Mr. Biden and his aides have been dreading the image of the president meeting with Prince Mohammed, who was deemed responsible for the brutal 2018 killing in Istanbul of Jamal Khashoggi, a Saudi dissident and columnist for The Washington Post who was living in the United States.

But even though Mr. Biden vowed as a candidate to punish Saudi Arabia by making the kingdom a “pariah,” the president decided that it was worth the political cost of traveling there this week to counter Chinese influence, press for additional oil production and encourage closer ties with Israel.

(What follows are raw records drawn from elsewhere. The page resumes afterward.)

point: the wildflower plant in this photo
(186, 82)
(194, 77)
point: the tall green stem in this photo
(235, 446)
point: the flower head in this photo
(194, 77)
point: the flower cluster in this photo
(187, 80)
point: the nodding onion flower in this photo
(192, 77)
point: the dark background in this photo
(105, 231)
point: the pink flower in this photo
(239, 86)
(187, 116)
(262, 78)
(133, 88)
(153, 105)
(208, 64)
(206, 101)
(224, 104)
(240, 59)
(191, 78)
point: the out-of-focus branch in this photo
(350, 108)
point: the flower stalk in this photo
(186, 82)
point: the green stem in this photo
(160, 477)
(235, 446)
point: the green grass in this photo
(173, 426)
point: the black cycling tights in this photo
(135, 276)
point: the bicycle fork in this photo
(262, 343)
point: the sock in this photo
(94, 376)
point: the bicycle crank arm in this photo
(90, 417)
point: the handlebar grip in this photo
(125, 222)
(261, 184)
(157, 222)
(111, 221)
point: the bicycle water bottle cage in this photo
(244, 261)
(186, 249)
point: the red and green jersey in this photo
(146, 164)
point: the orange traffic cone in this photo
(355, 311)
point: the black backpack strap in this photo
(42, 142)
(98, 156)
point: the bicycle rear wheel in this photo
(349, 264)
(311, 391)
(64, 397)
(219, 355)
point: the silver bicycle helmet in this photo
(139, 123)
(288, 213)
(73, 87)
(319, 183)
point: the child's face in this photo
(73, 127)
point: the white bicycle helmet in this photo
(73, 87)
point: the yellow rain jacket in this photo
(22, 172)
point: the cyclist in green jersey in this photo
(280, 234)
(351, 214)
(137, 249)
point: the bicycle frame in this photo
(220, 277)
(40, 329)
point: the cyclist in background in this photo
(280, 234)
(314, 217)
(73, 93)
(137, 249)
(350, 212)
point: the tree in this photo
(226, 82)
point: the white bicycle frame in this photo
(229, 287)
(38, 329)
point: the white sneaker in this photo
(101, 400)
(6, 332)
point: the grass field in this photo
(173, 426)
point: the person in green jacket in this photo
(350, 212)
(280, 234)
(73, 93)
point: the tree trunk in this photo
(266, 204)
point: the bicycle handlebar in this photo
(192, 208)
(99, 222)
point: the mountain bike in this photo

He is scheduled to fly to Jeddah on Friday and will meet that evening with King Salman and Prince Mohammed, as well as other ministers. On Saturday, he will meet with other Arab leaders gathering in Jeddah, both individually and collectively. But no encounter is more fraught than the one with Prince Mohammed.

Mr. Biden has been shaking plenty of hands in recent days, so a firm no-handshake policy would have been an abrupt change of practice. But the president’s coronavirus response team warned Americans on Tuesday to do more to protect themselves against the virus as a new wave of infections, re-infections and hospitalizations spreads across the United States.